GAZA CITY, Gaza Strip — In a speech before the Palestinian National Council April 30 in Ramallah, Palestinian President Mahmoud Abbas announced that the Palestinian judiciary would repatriate 60 to 80 Palestinian figures through Interpol on several charges, most notably embezzlement of public funds.
“You already know them, or you already know some of them, and we want to bring them [back] via Interpol. You’ll read their names in headlines very soon,” Abbas said, without mentioning a specific date to begin prosecuting.
Abbas’ hint of well-known names is likely meant to indicate Palestinian Legislative Council (PLC) member and dismissed Fatah leader Mohammed Dahlan, as well as some of those close to him and former Palestinian Authority (PA) official Mohammed Rashid, also known as Khaled Salam.
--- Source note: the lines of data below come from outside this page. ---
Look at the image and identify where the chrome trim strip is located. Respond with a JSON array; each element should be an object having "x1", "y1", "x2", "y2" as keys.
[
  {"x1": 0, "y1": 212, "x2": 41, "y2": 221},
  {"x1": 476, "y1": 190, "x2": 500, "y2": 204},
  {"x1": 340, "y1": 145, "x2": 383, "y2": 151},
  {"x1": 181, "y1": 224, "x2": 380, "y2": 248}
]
Al-Khaleej online quoted in 2017 a Palestinian official as saying that the Palestinian Interpol has prepared files of 15 wanted Palestinian persons, including Dahlan.
On Dec. 14, Palestine’s anti-corruption court sentenced Dahlan in absentia to three years in prison for embezzlement of $16 million of public funds during his tenure as the presidency’s security affairs coordinator in 2003. The verdict followed Abbas’ revocation of Dahlan’s immunity Dec. 8, 2016. These procedures were part of the political dispute that erupted between the two in 2010.
Director of Interpol’s Palestine office Mahmoud Salah told Al-Monitor, “Since Palestine’s recently granted membership to Interpol Sept. 27, 2017, we are working on preparing procedural files of those referred to us under memorandums by Palestine’s public prosecutor’s office.” The PA was granted membership in Interpol at its annual general assembly in Beijing by a vote of 75-24 with 34 abstentions.
Salah refused to reveal names of those Interpol is seeking to repatriate, and he insisted that the release of any details is within the sole discretion of public prosecutor Ahmad Barrak.
Al-Monitor asked Barrak about the names of those being pursued by Interpol, but he declined to answer.
Majed Abu Shamala, Fatah’s Reformist movement leader in Gaza who is a close associate of Dahlan, told Al-Monitor, “Dahlan has parliamentary immunity. According to Article no. 53 of the Basic Law, which safeguards parliamentary immunity, neither President Abbas nor the Palestinian judiciary can prosecute him before revoking his immunity, which can only be revoked by the PLC.”
“We are for persecuting any Palestinian proven with evidence to have embezzled public funds, on condition that the suspect undergoes a fair trial and enjoys their complete freedom to defend themselves aside from any false accusations that aim at taking revenge on rivals, such as the case with Dahlan,” Abu Shamala added, as he assured that all accusations leveled against Dahlan are false. He said the anti-corruption court founded by Abbas in 2010 is unconstitutional, for it hasn’t been ratified by the PLC. He added that it was only founded by Abbas to persecute his political rivals after fabricating accusations against them.
Al-Monitor spoke to AMAN’s commissioner for combating corruption Azmi al-Shuaibi, who anticipates that the Palestinian judiciary will have difficulty in repatriating Palestinians facing accusations and in trying them, as there aren’t any repatriation treaties with most Arab countries where the wanted Palestinians reside. “The Palestinian Interpol may only get information about the wanted ones,” Shuaibi said.
Shuaibi said the PA has failed to ever bring in any fugitives, as the countries where they are hosted refuse to repatriate them on grounds that those being sought hold dual nationalities. For instance, Jordan refused to hand over former director of the Palestinian Ministry of Finance Sami al-Ramlawi after he was accused of embezzling $4.5 million worth of public funds.
Saeed Abu Fara, assistant professor of international law at the Faculty of Law at Arab American University in Jenin, said, “The judiciary and the Palestinian Interpol may find difficulty bringing wanted persons to the Palestinian judiciary through Interpol due to the state of political complexity between these countries and the PA, not to mention the absence of a Palestinian penal code to try people under.”
Abu Fara added, “The penal code effective now in the West Bank is Jordan’s Penal Code no. 16 of 1960, while in Gaza the British Penal Code no. 74 of 1936 is effective. Therefore, it becomes inevitable to establish a new Palestinian penal code, especially since the PA is now a member of intergovernmental organizations such as the International Criminal Court and Interpol.”
The procedures that the PA is scheduled to follow in the next few days via Interpol will reveal the extent of this authority's success in bringing the wanted persons before the judiciary. Nevertheless, figures such as Dahlan will be difficult to repatriate due to diplomatic tensions that arose between the host country, the United Arab Emirates, and the PA following the UAE's hosting of Dahlan in 2012.